The second instance occurred later in the officer's testimony, when he testified that he "knew from past experience at this location where they were coming in at." The defense immediately objected, but the objection was overruled. No motion for mistrial was made at that time.

*401 A third instance occurred when, in response to a question on cross-examination regarding whether the transmission shop owner had "an interest in the results of this case," the officer testified that "since this arrest was made, there hasn't been another break-in there." The defense again immediately and vociferously objected, and the objection was sustained. This time, however, the defense moved on the record for a mistrial, which was summarily denied.

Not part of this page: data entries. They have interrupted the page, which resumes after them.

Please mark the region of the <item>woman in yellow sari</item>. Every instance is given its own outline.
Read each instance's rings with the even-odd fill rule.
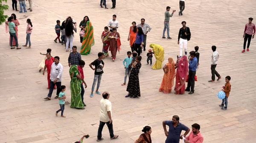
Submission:
[[[80,50],[81,55],[87,55],[89,54],[90,53],[91,47],[94,45],[93,27],[90,21],[87,21],[86,25]]]
[[[163,91],[163,93],[169,93],[172,92],[172,88],[173,86],[174,78],[176,72],[176,64],[174,63],[172,58],[168,59],[168,63],[163,68],[164,74],[159,88],[159,91]]]
[[[154,43],[150,44],[149,47],[153,48],[153,52],[156,59],[152,68],[154,70],[160,69],[162,68],[162,63],[164,59],[163,48],[159,45]]]

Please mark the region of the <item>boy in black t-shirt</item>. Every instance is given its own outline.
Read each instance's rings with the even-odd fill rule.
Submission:
[[[93,79],[93,87],[92,87],[92,92],[90,95],[90,97],[93,97],[93,90],[94,90],[94,87],[95,87],[95,84],[96,84],[97,80],[98,80],[98,84],[97,84],[97,88],[96,89],[95,93],[99,95],[101,94],[101,93],[99,92],[98,90],[99,88],[100,81],[101,80],[102,76],[102,73],[104,73],[102,69],[104,67],[104,62],[102,59],[104,58],[105,56],[103,53],[98,53],[99,58],[96,59],[89,65],[90,68],[93,70],[94,70],[94,78]],[[93,68],[92,67],[92,65],[94,66],[95,68]]]

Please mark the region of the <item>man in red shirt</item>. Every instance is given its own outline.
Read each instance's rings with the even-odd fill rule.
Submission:
[[[192,125],[192,132],[184,140],[185,143],[202,143],[204,137],[200,133],[200,125],[195,123]]]
[[[245,28],[244,28],[244,36],[243,38],[244,38],[244,50],[242,50],[242,53],[245,51],[245,46],[246,46],[246,42],[248,39],[248,44],[247,44],[247,51],[249,51],[249,46],[250,43],[250,40],[254,38],[255,35],[255,25],[252,23],[252,21],[253,20],[252,17],[249,18],[249,23],[245,24]]]
[[[83,101],[83,104],[84,106],[86,106],[86,104],[84,104],[84,86],[83,86],[83,83],[84,84],[84,88],[86,88],[87,87],[87,85],[86,85],[86,83],[84,80],[84,70],[83,70],[83,67],[84,67],[84,64],[85,64],[85,62],[83,60],[80,60],[79,61],[79,65],[77,66],[77,68],[78,69],[78,71],[80,74],[82,78],[82,84],[81,84],[81,98],[82,98],[82,101]]]

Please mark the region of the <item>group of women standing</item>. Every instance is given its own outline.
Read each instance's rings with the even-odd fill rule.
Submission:
[[[176,68],[177,72],[175,72]],[[170,93],[173,86],[174,78],[176,77],[175,94],[184,94],[185,83],[188,73],[188,63],[186,56],[183,55],[181,58],[178,58],[175,63],[172,58],[169,58],[168,63],[163,69],[164,73],[159,91],[162,91],[164,93]]]

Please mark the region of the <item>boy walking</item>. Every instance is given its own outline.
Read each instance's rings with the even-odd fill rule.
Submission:
[[[125,81],[123,84],[122,84],[122,86],[126,84],[127,76],[129,76],[129,78],[130,78],[131,71],[129,68],[129,65],[131,63],[131,61],[132,61],[132,58],[131,57],[131,51],[128,51],[127,56],[128,56],[125,58],[123,61],[123,64],[125,66]]]
[[[61,39],[60,39],[60,36],[61,36],[61,21],[59,20],[57,20],[56,22],[57,24],[55,25],[55,32],[57,34],[57,38],[54,40],[55,43],[57,43],[57,39],[59,40],[59,43],[61,43]]]
[[[228,98],[230,93],[231,90],[231,84],[230,83],[230,79],[231,79],[231,78],[228,76],[225,78],[226,83],[225,84],[225,86],[223,86],[222,88],[223,89],[221,90],[226,94],[225,98],[222,99],[221,104],[219,105],[220,107],[221,107],[222,110],[227,110],[227,98]],[[224,103],[225,103],[225,106],[224,106]]]
[[[94,87],[95,87],[97,81],[98,81],[98,84],[97,84],[97,88],[96,89],[95,93],[99,95],[101,94],[99,92],[98,90],[100,85],[100,81],[102,76],[102,73],[104,73],[102,69],[104,67],[104,62],[102,59],[104,58],[105,56],[104,53],[102,52],[99,53],[98,53],[99,58],[96,59],[89,65],[90,67],[93,70],[94,70],[94,78],[93,79],[93,86],[92,87],[92,92],[90,95],[90,97],[93,97],[93,90],[94,90]],[[92,65],[94,66],[95,67],[93,68]]]
[[[211,61],[211,70],[212,70],[212,79],[208,81],[209,82],[215,82],[215,75],[218,77],[217,81],[218,81],[221,79],[221,76],[218,73],[215,68],[217,66],[217,61],[218,59],[219,55],[218,51],[216,51],[217,47],[213,45],[212,46],[212,61]]]

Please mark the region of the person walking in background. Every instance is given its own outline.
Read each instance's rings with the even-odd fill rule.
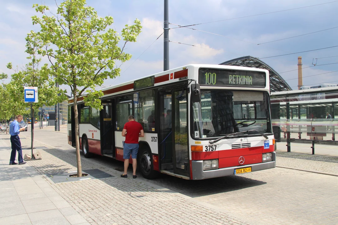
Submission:
[[[144,137],[143,128],[141,123],[135,121],[135,118],[130,115],[128,118],[122,131],[122,137],[126,137],[123,145],[123,159],[124,159],[124,171],[121,174],[121,177],[127,178],[127,171],[129,166],[129,159],[131,155],[132,160],[132,178],[136,178],[137,162],[137,152],[139,150],[139,138]]]
[[[23,161],[22,157],[22,149],[21,147],[21,142],[19,137],[19,134],[20,131],[25,130],[25,128],[20,128],[19,123],[21,121],[23,118],[22,116],[18,115],[15,117],[16,120],[13,121],[9,125],[9,134],[10,135],[10,143],[12,144],[12,152],[10,154],[10,159],[9,160],[10,165],[15,165],[17,164],[15,161],[17,155],[17,151],[19,156],[18,160],[19,165],[25,164],[26,162]]]

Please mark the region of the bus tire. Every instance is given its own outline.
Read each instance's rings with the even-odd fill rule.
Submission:
[[[147,146],[140,145],[137,161],[139,170],[144,177],[151,179],[158,176],[159,172],[154,170],[151,151]]]
[[[88,139],[87,137],[84,136],[82,138],[82,143],[81,144],[82,146],[82,152],[83,153],[83,155],[86,158],[90,158],[93,156],[93,154],[89,152],[89,148],[88,145]]]

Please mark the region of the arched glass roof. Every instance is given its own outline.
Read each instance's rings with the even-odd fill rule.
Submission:
[[[292,90],[284,79],[275,71],[262,60],[255,57],[250,56],[241,57],[224,62],[219,64],[267,69],[269,71],[270,76],[270,91],[271,92]]]

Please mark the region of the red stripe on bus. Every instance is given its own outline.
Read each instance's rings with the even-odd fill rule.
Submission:
[[[188,76],[188,70],[184,69],[180,71],[174,73],[174,79],[179,78],[181,77],[184,77]]]
[[[101,155],[101,144],[100,141],[89,139],[88,146],[90,152]]]
[[[191,152],[191,160],[204,160],[218,158],[218,151],[216,151]]]
[[[115,93],[117,92],[120,92],[120,91],[123,91],[127,90],[134,89],[134,83],[133,83],[132,84],[126,84],[121,87],[116,87],[115,88],[113,88],[110,90],[103,91],[103,92],[104,94],[112,94],[113,93]]]
[[[252,147],[250,148],[243,148],[237,149],[229,149],[219,151],[219,158],[226,158],[232,157],[239,157],[255,154],[260,154],[262,155],[262,151],[263,149],[263,146]],[[262,157],[261,157],[262,158]],[[262,159],[261,159],[261,160]]]
[[[159,156],[152,155],[152,167],[154,170],[160,171],[160,167],[159,166]]]
[[[155,84],[165,81],[168,81],[169,80],[169,74],[163,75],[162,76],[157,77],[155,78],[154,82]]]
[[[259,163],[262,162],[262,153],[254,154],[241,156],[244,157],[244,163],[240,164],[239,162],[239,157],[235,156],[227,158],[222,158],[218,159],[218,168],[225,168],[232,166],[239,166],[249,164]]]

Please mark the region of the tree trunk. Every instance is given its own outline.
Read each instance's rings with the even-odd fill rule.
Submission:
[[[79,135],[79,113],[77,111],[77,93],[76,85],[74,86],[74,115],[75,119],[75,144],[76,151],[76,164],[77,165],[77,176],[82,176],[82,168],[81,166],[81,158],[80,155],[80,141]]]
[[[6,134],[8,134],[7,133],[7,120],[5,120],[5,129],[6,129]]]

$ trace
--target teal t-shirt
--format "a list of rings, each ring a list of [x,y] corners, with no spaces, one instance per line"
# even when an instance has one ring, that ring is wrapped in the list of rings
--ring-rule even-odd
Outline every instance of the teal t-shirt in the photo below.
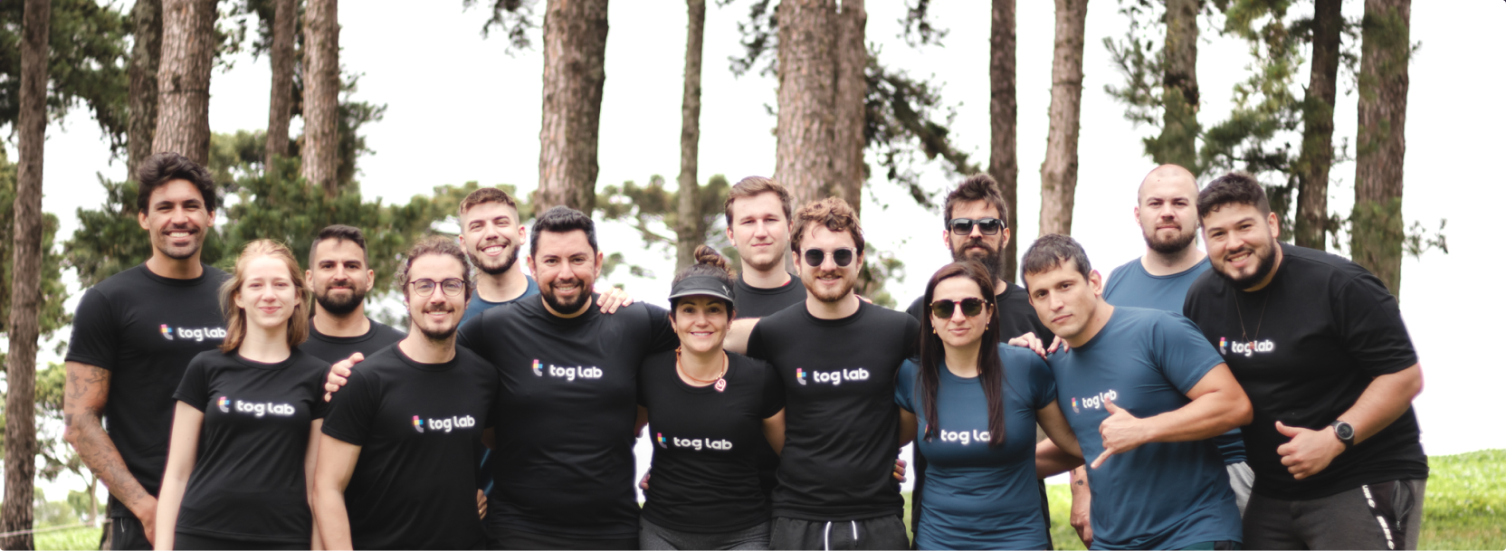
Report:
[[[1145,271],[1140,259],[1126,262],[1114,268],[1104,285],[1104,300],[1113,306],[1133,306],[1137,309],[1157,309],[1170,313],[1182,313],[1182,303],[1187,301],[1187,289],[1193,288],[1197,276],[1202,276],[1211,263],[1203,262],[1172,276],[1151,276]],[[1244,437],[1239,429],[1233,429],[1211,438],[1218,446],[1224,464],[1242,464]]]
[[[920,549],[1045,549],[1045,519],[1035,471],[1036,409],[1056,400],[1056,381],[1039,355],[998,346],[1005,364],[1000,397],[1005,441],[988,446],[988,402],[977,378],[941,366],[937,385],[940,422],[925,440],[920,366],[907,360],[895,382],[895,402],[919,420],[916,446],[926,458]]]
[[[1083,346],[1051,354],[1057,402],[1092,464],[1104,453],[1104,400],[1145,419],[1178,409],[1187,393],[1223,363],[1181,315],[1114,307]],[[1178,549],[1199,542],[1242,542],[1239,509],[1218,447],[1208,440],[1152,443],[1087,470],[1095,549]]]

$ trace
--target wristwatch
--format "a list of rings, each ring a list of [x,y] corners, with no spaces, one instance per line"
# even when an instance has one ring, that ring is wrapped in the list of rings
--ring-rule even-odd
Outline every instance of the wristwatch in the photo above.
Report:
[[[1348,422],[1333,422],[1328,426],[1333,428],[1333,435],[1339,437],[1339,441],[1343,443],[1345,450],[1354,446],[1354,425],[1349,425]]]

Davis argues that requiring him to continue with the trial after three separate violations of the agreed-upon prohibition was an abuse of the trial court's discretion, requiring reversal. He argues that the curative instruction given after the first instance was insufficient, both because he had already been prejudiced and because the instruction did not cover the prohibition against mentioning that the break-ins had stopped when Davis was arrested. But this court has held that the failure to renew a motion for mistrial after the court has given a curative instruction waives the right to raise the issue on appeal. Woodham v. State, 263 Ga. 580, 582(3), 439 S.E.2d 471 (1993).

The second time prohibited testimony was given, Davis neither requested another curative instruction nor moved for mistrial, thereby waiving any issue as to the trial court's failure to give an instruction or grant a mistrial. Tuten v. State, 242 Ga.App. 223, 224(3), 529 S.E.2d 221 (2000). "In no case will the trial judge's ruling be reversed for not going further than requested." (Citation omitted.) Zellner v. State, 260 Ga. 749, 751, 399 S.E.2d 206 (1991).

After the officer's third violation of the agreed-upon prohibition, no curative instruction was requested. But it was clear both from the curative instruction given and from the court's final charge to the jury that the jury was to consider only the one offense for which Davis was being tried. The court referred to "this offense" and instructed the jury that the State must prove "every material allegation of the accusation ... beyond a reasonable doubt."

We review the denial of a motion for mistrial under an abuse of discretion standard. Torres v. State, 258 Ga.App. 393, 395, 574 S.E.2d 438 (2002). We can certainly agree that the officer's flagrant violations of an agreed-upon prohibition, particularly after being specifically admonished during the trial, were unacceptable. Nevertheless, we need not decide here whether the trial court abused its discretion in denying the motion for mistrial, because we find that even if error occurred, it was harmless. In light of the trial court's charges to the jury and the overwhelming evidence presented, it is highly probable that such error did not contribute to the jury's verdict. Id. at 395-396, 574 S.E.2d 438

3. In his last enumeration of error, Davis complains that the trial court erred in refusing to excuse a juror for cause. We do not agree.

First, Davis has not pointed to any place in the record showing that he requested that this juror be excused for cause. He has therefore failed to preserve this issue for review. Passmore v. State, 274 Ga. 200, 202(5), 552 S.E.2d 816 (2001).

Second, even had this issue been properly preserved, the juror did not meet the standard necessary for disqualification. The juror had raised her hand during voir dire in response to the general question of whether any person on the panel would give undue weight to the testimony of a police officer. When the juror was questioned individually, she responded that she had never had a bad experience with a police officer and was taught to respect them. Defense counsel then asked this juror whether "it would be hard for you to believe an officer who was being untrue." The trial court interrupted and informed defense counsel that the question was improper. Defense counsel attempted several times to argue that he should be able to explore this matter because of the juror's prior response, but the court indicated that it should not have allowed the previous question, either. The court indicated that counsel could ask her "whether she can judge the credibility of witnesses fairly" but could not ask questions about a specific witness the juror had not yet heard. Counsel did not question the juror further. After counsel completed the individual voir dire, *402 the trial court returned to this juror, saying: "I just have to ask you this question. Can you judge the credibility fairly and impartially of all the witnesses that are called without regard to their status or position?" To this question, the juror responded: "I think I can."

To disqualify a juror for cause, it is necessary to show

that the juror's opinion was so fixed and definite that it would not be changed by the evidence or the charge of the court upon the evidence. The fact that a potential juror may have some doubt as to his impartiality, or complete freedom from all bias, does not demand, as a matter of law that the juror be excused for cause.

(Citation and punctuation omitted.) Wilson v. State, 220 Ga.App. 487, 488(1), 469 S.E.2d 516 (1996). And our courts have held that "it is not error to refuse to allow defense counsel to ask whether a prospective juror would tend to believe or prefer the testimony of a police officer over other testimony. [Cits.]" Blanco v. State, 185 Ga.App. 535(1), 364 S.E.2d 903 (1988). The juror testified that she could judge the witnesses fairly, and she therefore did not have an opinion that was so fixed and definite as to require disqualification.

Judgment affirmed.

RUFFIN, P.J., and MILLER, J., concur.

NOTES

[1] The State placed three other counts of entering an auto included in the indictment on the dead docket.